James Levine and director Robert Lepage join forces to create what The Metropolitan Opera describes as a "groundbreaking new Ring". Das Rheingold will premiere on Monday 27 September.

Robert Lepage brings cutting-edge technology to the new Ring, using spectacular optical effects. Time will show if the effects enhance the experience or lives its own life and distracts the public, like the circus Ring in Valencia.

Bryn Terfel is singing his first Wotan at the Met. He is leading a cast that includes Gerhard Siegel as Mime and Hans-Peter König (both well known from Bayreuth).

Levine, who has conducted every complete Ring cycle performed by the Met since 1989, has been sidelined in recent years due to health problems. The lates reports says thet he is fit for fight now. According to Levine, “The Ring  is one of those works of art that you think you know, but every time you return to it, you find all kinds of brilliant moments that hadn’t struck you with the same force before.”

According to the director Robert Lepage, “The Ring is about change. I try to be extremely respectful of Wagner’s storytelling, but in a very modern context. We’re trying to see how in our day and age we can tell this classical story in the most complete way.”

Conductor:  James Levine
Freia: Wendy Bryn Harmer
Fricka: Stephanie Blythe
Erda: Patricia Bardon
Loge: Richard Croft
Mime: Gerhard Siegel
Wotan: Bryn Terfel
Alberich: Eric Owens
Fasolt: Franz-Josef Selig
Fafner: Hans-Peter König

Comments

Anonymous said…
Hello,

"Time will show if the effects enhance the experience..."

This is not to minimize the stage/drama aspect, but nothing is as enjoyable as listening to an audio recording of 'Das Rheingold'.

No opera has ever remained in the repertory because it has a great libretto or staging. It remains because the music (the vocal and orchestral sounds) is great.
kitty said…
Exactly. The music comes first. Why spent that my money on a new production when the old production was always sold out anyway? Yes, it was old and falling apart, how much money would it have taken to just restore it? Probably a fraction of the cost of the new production that may or may not be liked. Then hire the best singers who could sing the parts - it's singing that is the most important part here.

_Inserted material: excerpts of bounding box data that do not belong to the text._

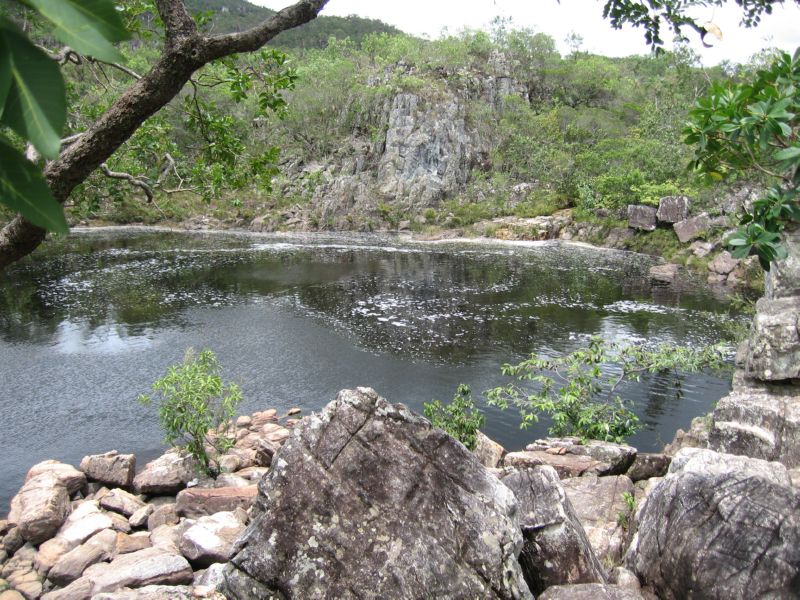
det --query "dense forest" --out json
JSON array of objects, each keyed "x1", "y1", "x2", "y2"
[{"x1": 0, "y1": 0, "x2": 769, "y2": 246}]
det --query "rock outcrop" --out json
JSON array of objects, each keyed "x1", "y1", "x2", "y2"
[
  {"x1": 502, "y1": 466, "x2": 606, "y2": 595},
  {"x1": 628, "y1": 449, "x2": 800, "y2": 600},
  {"x1": 221, "y1": 388, "x2": 531, "y2": 600}
]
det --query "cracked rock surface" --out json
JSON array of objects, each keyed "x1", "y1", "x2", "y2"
[
  {"x1": 221, "y1": 388, "x2": 532, "y2": 600},
  {"x1": 628, "y1": 448, "x2": 800, "y2": 600}
]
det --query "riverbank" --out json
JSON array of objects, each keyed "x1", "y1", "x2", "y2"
[
  {"x1": 67, "y1": 196, "x2": 764, "y2": 294},
  {"x1": 0, "y1": 378, "x2": 800, "y2": 600}
]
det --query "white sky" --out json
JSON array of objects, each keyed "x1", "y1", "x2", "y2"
[{"x1": 255, "y1": 0, "x2": 800, "y2": 65}]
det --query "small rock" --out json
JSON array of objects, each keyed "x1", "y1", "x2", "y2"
[
  {"x1": 473, "y1": 431, "x2": 506, "y2": 469},
  {"x1": 628, "y1": 204, "x2": 658, "y2": 231},
  {"x1": 176, "y1": 485, "x2": 258, "y2": 519},
  {"x1": 147, "y1": 503, "x2": 180, "y2": 531},
  {"x1": 539, "y1": 583, "x2": 644, "y2": 600},
  {"x1": 501, "y1": 465, "x2": 605, "y2": 595},
  {"x1": 80, "y1": 450, "x2": 136, "y2": 487},
  {"x1": 4, "y1": 472, "x2": 71, "y2": 544},
  {"x1": 180, "y1": 512, "x2": 244, "y2": 566},
  {"x1": 708, "y1": 250, "x2": 740, "y2": 275},
  {"x1": 650, "y1": 263, "x2": 680, "y2": 283},
  {"x1": 656, "y1": 196, "x2": 691, "y2": 225},
  {"x1": 133, "y1": 451, "x2": 197, "y2": 494},
  {"x1": 100, "y1": 488, "x2": 146, "y2": 517},
  {"x1": 672, "y1": 213, "x2": 711, "y2": 244},
  {"x1": 47, "y1": 529, "x2": 117, "y2": 586},
  {"x1": 625, "y1": 452, "x2": 672, "y2": 483},
  {"x1": 561, "y1": 475, "x2": 634, "y2": 564},
  {"x1": 25, "y1": 460, "x2": 86, "y2": 496},
  {"x1": 115, "y1": 531, "x2": 152, "y2": 555},
  {"x1": 128, "y1": 504, "x2": 155, "y2": 528}
]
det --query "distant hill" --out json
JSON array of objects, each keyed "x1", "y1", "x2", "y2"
[{"x1": 186, "y1": 0, "x2": 402, "y2": 48}]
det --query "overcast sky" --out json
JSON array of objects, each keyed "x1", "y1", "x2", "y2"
[{"x1": 250, "y1": 0, "x2": 800, "y2": 65}]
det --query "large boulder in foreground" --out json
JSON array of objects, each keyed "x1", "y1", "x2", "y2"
[
  {"x1": 628, "y1": 448, "x2": 800, "y2": 600},
  {"x1": 502, "y1": 465, "x2": 606, "y2": 594},
  {"x1": 709, "y1": 371, "x2": 800, "y2": 468},
  {"x1": 220, "y1": 388, "x2": 531, "y2": 600}
]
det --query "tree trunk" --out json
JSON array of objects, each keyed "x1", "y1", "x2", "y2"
[{"x1": 0, "y1": 0, "x2": 328, "y2": 269}]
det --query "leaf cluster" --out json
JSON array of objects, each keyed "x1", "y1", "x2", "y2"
[
  {"x1": 138, "y1": 348, "x2": 242, "y2": 475},
  {"x1": 486, "y1": 336, "x2": 724, "y2": 443},
  {"x1": 423, "y1": 384, "x2": 486, "y2": 450},
  {"x1": 0, "y1": 0, "x2": 128, "y2": 233},
  {"x1": 684, "y1": 49, "x2": 800, "y2": 271}
]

The old Ring production was always sold out. It was the only traditional production in the world, the only production to follow the composer's instructions, and that was its attraction. It didn't distract from the music but enhanced it. It was also what made it different from all the other Ring productions in the world. So now we have yet another modernist production at a huge expense at the time when Met is in debt.

What a brilliant business decision!


I think given past experience of Met new production, Las Vegas should have betting on which productions will be booed and which accepted.
kitty said…
nothing is as enjoyable as listening to an audio recording of 'Das Rheingold

Nothing? I'd say the sound of unamplified voices in an opera theater is a whole lot more enjoyable than an audio recording.
Anonymous said…
Hi Kitty,

Well, ok, but it also depends where one is sitting in the opera house.

The thing is that I get the most enjoyment when the music is moderately loud... Not very loud, just moderate enough.

Also, if I had my way, I'd get rid of the idiot early applauders, supertitles and all Eurotrash/modernist productions.